The bombings, the first in recent months after a winter lull, reignited the fear among the country’s persecuted minority Hazaras who have been targeted by Sunni extremists repeatedly in the past
At least six people were killed and eleven wounded on Tuesday when a suspected twin suicide bombing rocked two educational centers in a Shiite neighborhood of the Afghan capital Kabul. No group has yet claimed the attack. The first bombing happened at Abdul Rahim Shahid high school in Dasht-e-Barchi, a predominantly Shia Hazara area in West Kabul. Another bombing occurred at a nearby tuition center, reports said.
Local reporters were barred from the covering attacks, several journalists tweeted, and the details about the casualties were only provided by the Taliban officials. Confirming the attacks, Khalid Zadran, the spokesperson of Kabul Police, said the investigation was ongoing and added more casualties were feared.
The bombings, the first in recent months after a winter lull, reignited the fear among the country’s persecuted minority Hazaras who have been targeted by Sunni extremists repeatedly in the past.
Although the attack is yet to be claimed by any group, ISIS is known to have targeted schools and mosques in this Shiite area in the past. Last year’s attack on a girls’ school killed over 90 students.
The bombings also exposed the Taliban’s claim of improving the security in the country, and the ability to rein in the growing threat of a resurgent ISIS. The absence of major attacks in the last few months seems to have given a false impression about the success of the Taliban’s ability to face the ISIS challenge.

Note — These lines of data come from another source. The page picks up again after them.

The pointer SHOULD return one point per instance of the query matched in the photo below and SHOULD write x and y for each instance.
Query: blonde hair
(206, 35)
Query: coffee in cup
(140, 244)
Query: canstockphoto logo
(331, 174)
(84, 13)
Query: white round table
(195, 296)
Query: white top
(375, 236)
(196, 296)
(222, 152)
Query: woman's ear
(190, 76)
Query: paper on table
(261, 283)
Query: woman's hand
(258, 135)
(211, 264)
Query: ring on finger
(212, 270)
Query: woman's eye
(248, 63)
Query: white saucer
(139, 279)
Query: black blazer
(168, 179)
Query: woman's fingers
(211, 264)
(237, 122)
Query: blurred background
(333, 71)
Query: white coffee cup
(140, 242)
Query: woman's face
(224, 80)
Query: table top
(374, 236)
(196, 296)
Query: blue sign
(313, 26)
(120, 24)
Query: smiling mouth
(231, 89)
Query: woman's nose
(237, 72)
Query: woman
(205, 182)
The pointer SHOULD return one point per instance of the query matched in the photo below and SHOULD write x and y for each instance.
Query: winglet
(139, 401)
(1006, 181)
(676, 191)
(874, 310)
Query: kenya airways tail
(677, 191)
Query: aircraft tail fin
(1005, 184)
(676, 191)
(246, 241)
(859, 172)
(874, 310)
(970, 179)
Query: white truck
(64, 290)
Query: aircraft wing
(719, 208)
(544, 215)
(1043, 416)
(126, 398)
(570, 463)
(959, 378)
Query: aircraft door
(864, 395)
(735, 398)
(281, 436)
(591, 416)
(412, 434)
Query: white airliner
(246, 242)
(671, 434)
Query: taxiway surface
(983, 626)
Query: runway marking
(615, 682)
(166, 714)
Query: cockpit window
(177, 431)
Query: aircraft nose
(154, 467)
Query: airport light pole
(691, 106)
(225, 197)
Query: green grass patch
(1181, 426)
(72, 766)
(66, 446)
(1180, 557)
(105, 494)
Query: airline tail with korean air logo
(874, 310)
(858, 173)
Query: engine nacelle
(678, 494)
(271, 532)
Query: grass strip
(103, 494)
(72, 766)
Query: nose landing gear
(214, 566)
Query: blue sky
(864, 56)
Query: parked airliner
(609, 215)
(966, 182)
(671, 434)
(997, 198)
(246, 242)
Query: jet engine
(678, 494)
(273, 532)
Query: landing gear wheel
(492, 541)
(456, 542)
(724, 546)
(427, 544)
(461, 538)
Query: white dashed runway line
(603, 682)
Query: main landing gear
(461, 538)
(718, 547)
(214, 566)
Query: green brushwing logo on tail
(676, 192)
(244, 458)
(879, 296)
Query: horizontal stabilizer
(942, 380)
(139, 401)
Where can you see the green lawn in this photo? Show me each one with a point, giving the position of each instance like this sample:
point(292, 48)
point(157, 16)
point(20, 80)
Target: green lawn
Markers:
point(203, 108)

Abdul Basil, an expert on the Af-Pak region, and fellow at the National Technological Studies (NTU), Singapore, tweeted, “Judging ISKP through its numerical strength, org prowess or territorial holdings would be misleading.”
This came in reference to last year's brutal crackdown by the Taliban on alleged ISKP cells, which, many claimed, had managed to reduce the group’s strength significantly.
Basit further added, “the group [ISKP] invests in retaining the capability to mount large-scale attacks & use them to propel its propaganda. A huge dent in TB's claims of restoring order in Afghanistan.”